OAKLAND, Calif. (AP) — Commissioner Adam Silver wants the N.B.A.’s draft-eligibility rules changed.
To what, he isn’t sure.
Less than a month away from a draft in which about 20 players who completed just one year of college are expected to be selected, Silver thinks the so-called “one-and-done” rule will be modified — somehow — before too long. But Silver also acknowledged that even he wasn’t certain what would make the most sense as a replacement.
“My sense is it’s not working for anyone,” Silver said Thursday night before Game 1 of the N.B.A. finals. “It’s not working for the college coaches and athletic directors I hear from. They’re not happy with the current system.
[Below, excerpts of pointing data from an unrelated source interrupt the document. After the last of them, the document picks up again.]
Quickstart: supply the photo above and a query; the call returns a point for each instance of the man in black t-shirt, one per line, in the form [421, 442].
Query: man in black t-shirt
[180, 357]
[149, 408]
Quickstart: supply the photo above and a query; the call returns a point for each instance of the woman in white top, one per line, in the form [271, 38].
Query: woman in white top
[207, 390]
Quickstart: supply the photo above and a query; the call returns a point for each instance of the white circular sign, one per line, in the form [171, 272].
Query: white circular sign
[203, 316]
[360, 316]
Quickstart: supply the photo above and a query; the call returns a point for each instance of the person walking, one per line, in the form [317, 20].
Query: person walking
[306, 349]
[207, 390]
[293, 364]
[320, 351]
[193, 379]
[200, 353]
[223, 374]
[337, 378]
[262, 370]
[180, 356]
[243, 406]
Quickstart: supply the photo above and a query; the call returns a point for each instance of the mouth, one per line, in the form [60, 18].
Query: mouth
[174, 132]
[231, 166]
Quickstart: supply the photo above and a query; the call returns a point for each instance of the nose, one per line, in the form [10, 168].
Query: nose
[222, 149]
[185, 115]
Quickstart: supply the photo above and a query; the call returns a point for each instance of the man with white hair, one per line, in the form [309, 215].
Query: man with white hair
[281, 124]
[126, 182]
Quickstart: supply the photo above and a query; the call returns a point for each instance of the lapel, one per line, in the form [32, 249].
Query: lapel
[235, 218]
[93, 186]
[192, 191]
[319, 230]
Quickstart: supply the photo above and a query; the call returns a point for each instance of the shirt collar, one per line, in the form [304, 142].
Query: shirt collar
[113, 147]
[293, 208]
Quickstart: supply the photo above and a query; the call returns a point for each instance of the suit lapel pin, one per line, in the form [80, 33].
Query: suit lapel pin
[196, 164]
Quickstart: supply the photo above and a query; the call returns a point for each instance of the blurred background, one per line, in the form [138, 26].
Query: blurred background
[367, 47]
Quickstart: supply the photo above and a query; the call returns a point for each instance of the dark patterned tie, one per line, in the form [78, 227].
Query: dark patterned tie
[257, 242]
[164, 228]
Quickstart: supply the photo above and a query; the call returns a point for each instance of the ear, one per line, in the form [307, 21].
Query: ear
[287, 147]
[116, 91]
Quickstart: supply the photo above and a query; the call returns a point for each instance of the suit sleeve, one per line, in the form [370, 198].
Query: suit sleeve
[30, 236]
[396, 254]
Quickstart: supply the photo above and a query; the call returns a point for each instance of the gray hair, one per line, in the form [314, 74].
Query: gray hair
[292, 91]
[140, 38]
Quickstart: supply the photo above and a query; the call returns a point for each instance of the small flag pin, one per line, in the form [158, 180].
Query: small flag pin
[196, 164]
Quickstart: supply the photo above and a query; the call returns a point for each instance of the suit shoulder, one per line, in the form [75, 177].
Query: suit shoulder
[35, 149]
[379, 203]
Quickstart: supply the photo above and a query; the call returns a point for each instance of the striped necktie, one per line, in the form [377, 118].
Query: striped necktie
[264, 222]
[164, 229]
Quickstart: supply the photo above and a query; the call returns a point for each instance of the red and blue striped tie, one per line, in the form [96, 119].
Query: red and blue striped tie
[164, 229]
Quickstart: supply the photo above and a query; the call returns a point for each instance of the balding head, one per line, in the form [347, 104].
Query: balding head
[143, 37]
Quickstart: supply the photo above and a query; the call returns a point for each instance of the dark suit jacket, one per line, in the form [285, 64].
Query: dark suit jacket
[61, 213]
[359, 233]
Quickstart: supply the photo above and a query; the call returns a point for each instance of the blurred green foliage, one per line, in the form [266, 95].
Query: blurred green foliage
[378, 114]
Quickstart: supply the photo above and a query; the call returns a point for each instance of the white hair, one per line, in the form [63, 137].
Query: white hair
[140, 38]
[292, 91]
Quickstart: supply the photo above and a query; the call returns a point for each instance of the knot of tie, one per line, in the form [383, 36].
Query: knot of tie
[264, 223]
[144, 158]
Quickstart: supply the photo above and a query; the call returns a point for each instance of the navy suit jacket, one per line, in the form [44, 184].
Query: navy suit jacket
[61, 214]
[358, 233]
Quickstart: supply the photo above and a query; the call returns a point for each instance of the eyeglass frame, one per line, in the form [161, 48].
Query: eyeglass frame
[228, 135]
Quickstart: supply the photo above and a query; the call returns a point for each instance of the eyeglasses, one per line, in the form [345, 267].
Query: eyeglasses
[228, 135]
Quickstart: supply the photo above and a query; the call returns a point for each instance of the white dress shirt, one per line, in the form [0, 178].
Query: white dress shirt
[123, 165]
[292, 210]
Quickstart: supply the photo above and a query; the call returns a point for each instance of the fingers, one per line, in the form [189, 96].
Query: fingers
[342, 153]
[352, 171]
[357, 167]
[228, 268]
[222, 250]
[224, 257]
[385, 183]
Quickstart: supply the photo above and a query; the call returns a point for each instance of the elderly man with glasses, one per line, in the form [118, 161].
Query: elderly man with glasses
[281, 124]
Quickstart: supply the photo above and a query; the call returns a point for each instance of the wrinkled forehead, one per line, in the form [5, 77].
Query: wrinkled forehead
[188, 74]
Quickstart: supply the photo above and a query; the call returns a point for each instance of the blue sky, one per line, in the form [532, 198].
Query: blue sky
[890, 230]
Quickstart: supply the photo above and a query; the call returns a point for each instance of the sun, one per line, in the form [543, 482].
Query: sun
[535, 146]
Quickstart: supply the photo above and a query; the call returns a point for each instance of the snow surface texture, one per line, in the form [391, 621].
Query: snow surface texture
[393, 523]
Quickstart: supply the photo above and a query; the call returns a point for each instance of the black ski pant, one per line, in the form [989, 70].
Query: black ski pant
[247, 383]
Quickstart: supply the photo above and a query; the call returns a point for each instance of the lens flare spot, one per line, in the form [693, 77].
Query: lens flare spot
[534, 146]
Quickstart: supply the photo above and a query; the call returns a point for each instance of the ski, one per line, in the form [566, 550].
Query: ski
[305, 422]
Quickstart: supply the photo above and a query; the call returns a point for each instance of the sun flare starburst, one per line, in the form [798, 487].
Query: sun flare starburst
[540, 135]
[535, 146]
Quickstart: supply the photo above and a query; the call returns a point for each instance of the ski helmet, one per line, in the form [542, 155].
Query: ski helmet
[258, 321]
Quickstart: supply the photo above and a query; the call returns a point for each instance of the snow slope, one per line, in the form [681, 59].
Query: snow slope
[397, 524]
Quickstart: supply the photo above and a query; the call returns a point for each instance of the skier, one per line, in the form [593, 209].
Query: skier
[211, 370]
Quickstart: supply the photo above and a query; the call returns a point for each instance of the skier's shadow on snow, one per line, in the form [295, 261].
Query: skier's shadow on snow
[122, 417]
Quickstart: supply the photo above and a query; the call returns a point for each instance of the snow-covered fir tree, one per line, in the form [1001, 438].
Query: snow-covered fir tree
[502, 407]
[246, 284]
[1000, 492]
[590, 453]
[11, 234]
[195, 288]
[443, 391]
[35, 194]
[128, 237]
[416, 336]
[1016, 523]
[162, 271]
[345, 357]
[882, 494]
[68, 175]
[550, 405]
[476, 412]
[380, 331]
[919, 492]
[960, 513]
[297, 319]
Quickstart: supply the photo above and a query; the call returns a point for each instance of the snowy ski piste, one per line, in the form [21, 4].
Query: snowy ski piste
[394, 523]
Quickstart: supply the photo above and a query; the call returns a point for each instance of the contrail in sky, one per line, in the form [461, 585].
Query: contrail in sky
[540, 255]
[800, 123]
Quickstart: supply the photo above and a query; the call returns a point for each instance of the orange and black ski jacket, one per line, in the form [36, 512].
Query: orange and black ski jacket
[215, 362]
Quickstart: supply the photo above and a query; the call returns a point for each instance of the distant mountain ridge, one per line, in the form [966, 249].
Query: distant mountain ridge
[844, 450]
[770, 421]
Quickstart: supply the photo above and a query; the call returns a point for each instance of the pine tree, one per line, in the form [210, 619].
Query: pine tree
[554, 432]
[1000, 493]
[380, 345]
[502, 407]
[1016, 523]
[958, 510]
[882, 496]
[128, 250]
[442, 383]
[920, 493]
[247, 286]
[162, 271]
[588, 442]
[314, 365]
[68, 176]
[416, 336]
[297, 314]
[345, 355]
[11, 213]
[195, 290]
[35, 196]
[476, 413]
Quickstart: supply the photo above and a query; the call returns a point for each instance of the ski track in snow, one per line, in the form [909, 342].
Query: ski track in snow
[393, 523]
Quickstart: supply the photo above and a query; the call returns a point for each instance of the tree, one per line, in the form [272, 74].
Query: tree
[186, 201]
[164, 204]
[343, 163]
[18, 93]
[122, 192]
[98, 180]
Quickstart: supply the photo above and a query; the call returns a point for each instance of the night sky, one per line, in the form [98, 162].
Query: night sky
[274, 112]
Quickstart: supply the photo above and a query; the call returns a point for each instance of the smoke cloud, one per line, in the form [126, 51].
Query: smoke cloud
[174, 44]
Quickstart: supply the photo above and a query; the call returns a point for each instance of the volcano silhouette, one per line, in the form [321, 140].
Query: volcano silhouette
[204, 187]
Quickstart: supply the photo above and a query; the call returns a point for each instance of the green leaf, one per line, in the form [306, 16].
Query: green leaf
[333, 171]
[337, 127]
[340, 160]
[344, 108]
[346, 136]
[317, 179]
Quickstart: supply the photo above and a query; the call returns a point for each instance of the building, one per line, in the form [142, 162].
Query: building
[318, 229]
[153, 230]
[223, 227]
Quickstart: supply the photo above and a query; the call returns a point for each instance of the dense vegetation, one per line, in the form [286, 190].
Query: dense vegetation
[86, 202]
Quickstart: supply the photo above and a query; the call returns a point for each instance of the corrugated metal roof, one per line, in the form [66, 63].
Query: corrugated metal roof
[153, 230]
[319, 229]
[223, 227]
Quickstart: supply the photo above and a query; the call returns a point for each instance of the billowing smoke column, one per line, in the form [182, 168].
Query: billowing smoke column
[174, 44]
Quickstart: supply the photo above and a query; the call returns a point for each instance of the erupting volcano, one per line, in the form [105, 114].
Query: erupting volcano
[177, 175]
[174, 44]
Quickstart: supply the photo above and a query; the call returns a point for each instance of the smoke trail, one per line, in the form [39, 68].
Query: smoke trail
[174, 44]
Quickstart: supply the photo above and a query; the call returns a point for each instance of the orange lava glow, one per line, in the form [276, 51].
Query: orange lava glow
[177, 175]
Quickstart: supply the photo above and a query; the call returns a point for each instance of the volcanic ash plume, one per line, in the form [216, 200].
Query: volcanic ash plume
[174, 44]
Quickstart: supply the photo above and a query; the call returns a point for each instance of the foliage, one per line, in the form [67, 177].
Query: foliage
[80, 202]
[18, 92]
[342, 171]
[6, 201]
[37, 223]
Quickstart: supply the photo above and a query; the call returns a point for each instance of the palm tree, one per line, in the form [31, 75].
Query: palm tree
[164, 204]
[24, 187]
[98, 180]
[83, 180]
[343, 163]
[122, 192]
And I know our teams aren’t happy either, in part because they don’t necessarily think the players who are coming into the league are getting the kind of training that they would expect to see.”
“I’m rethinking our position.” — Adam Silver on NBA one-and-done rule pic.twitter.com/cGFOj1heGg— Herd w/Colin Cowherd (@TheHerd) May 31, 2017
It’s been just over a decade since the N.B.A. and the players’ union agreed on a rule that says players either need to be 19 years old or be one year removed from high school before being eligible for the draft. There are arguments for raising the minimum age to 20, as well as arguments for getting rid of the rule altogether.
Silver said he expects to have more talks in the coming months with the union about the topic.“I think it’s one of those issues that we need to come together and study.”
There were six rookies this season who averaged 10 points per game or more; none were teenagers. One of the advantages that could come from raising the age minimum to 20 would be that players may be more ready for the pro game. Silver said he has talked to many veteran players, who have a sense that the 19-year-olds “are not coming in game-ready.”
Silver also defended the N.B.A.’s decision to return the All-Star Game to Charlotte, N.C., in 2019, after taking it away and moving it to New Orleans this season in response to North Carolina’s law restricting the rights and anti-discrimination protections for L.G.B.T. people.
A deal to repeal that law was struck in March, though critics have said it does not go far enough.
“We had said to the legislative leaders we will consider coming back in 2019, if you change the law,” Silver said. “The law was changed.”
He added: “They made incremental progress. And I felt, in part, there is a role that the league can play in demonstrating what equality looks like to a community.”
Silver said taking All-Star weekend to Charlotte could serve as an example of what it looks like to be nondiscriminatory. “My hope is that by setting that example,” he said, “we can unify people and that the state will follow.”